Applying statistical methodology to optimize and simplify software metric models with missing data

  • Authors:
  • W. Eric Wong;Jin Zhao;Victor K. Y. Chan

  • Affiliations:
  • University of Texas at Dallas;University of Texas at Dallas;Macao Polytechnic Institute

  • Venue:
  • Proceedings of the 2006 ACM symposium on Applied computing
  • Year:
  • 2006

Quantified Score

Hi-index 0.00

Visualization

Abstract

During the construction of a software metric model, the decision on whether a particular predictor metric should be included is most likely based on an intuitive or experience based assumption that the predictor metric has an impact on the target metric with a statistical significance. However, a model constructed based on such an assumption may contain redundant predictor metric(s) and/or unnecessary predictor metric complexity. This is because the assumption made before the model construction is not verified after the model is constructed.

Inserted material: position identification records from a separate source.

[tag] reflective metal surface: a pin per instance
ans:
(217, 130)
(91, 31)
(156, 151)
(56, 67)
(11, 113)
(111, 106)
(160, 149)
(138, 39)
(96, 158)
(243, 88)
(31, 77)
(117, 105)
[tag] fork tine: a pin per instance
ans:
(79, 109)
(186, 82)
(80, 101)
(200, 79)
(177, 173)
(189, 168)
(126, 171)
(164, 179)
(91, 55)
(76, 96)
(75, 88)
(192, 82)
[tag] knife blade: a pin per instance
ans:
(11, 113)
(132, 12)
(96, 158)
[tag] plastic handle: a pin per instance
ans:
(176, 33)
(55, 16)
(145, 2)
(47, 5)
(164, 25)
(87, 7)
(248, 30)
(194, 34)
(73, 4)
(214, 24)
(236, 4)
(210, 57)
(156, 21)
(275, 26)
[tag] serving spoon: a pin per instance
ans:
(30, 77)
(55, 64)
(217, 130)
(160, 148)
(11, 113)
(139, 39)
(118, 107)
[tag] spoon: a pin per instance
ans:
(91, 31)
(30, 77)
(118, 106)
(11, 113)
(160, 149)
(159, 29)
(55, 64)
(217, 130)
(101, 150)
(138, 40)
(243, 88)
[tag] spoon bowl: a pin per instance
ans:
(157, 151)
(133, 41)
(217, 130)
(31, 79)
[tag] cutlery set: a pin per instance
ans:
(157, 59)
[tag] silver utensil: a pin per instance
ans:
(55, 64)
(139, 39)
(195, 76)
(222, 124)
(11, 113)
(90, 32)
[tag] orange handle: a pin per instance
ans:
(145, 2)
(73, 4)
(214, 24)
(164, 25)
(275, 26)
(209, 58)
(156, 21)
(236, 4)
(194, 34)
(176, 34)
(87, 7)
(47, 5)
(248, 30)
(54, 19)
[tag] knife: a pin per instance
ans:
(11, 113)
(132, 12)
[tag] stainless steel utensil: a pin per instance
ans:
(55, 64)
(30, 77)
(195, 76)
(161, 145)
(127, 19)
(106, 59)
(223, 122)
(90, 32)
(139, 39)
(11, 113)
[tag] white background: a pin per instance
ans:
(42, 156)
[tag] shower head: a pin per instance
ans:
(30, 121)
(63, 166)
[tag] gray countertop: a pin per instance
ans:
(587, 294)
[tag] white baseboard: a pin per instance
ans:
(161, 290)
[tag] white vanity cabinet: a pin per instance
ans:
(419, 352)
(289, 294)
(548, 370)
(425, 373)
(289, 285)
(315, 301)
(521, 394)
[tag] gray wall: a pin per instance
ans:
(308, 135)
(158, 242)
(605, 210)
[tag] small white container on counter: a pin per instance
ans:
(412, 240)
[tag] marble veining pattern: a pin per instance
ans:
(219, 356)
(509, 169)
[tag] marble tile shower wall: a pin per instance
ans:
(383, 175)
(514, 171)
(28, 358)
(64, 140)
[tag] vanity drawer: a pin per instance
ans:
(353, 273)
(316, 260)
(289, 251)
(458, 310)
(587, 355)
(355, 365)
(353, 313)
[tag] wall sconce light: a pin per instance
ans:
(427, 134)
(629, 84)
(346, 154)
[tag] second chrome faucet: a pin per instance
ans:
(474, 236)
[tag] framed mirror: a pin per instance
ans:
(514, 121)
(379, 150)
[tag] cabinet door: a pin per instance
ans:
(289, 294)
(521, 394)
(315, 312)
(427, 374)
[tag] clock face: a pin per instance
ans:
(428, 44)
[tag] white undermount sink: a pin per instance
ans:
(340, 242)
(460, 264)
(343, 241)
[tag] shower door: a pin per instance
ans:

To resolve the first problem (i.e., possible redundant predictor metric(s)), we propose a statistical hypothesis testing methodology to verify "retrospectively" the statistical significance of the impact of each predictor metric on the target metric. If the variation of a predictor metric does not correlate enough with the variation of the target metric, the predictor metric should be deleted from the model. For the second problem (i.e., unnecessary predictor metric complexity), we use "goodness-of-fit" to determine whether certain categories of a categorical predictor metric should be combined together. In addition, missing data often appear in the data sample used for constructing the model. We use a modified k-nearest neighbors (k-NN) imputation method to deal with this problem. A study using data from the "Repository Data Disk - Release 6" is reported. The results indicate that our methodology can be useful in trimming redundant predictor metrics and identifying unnecessary categories initially assumed for a categorical predictor metric in the model.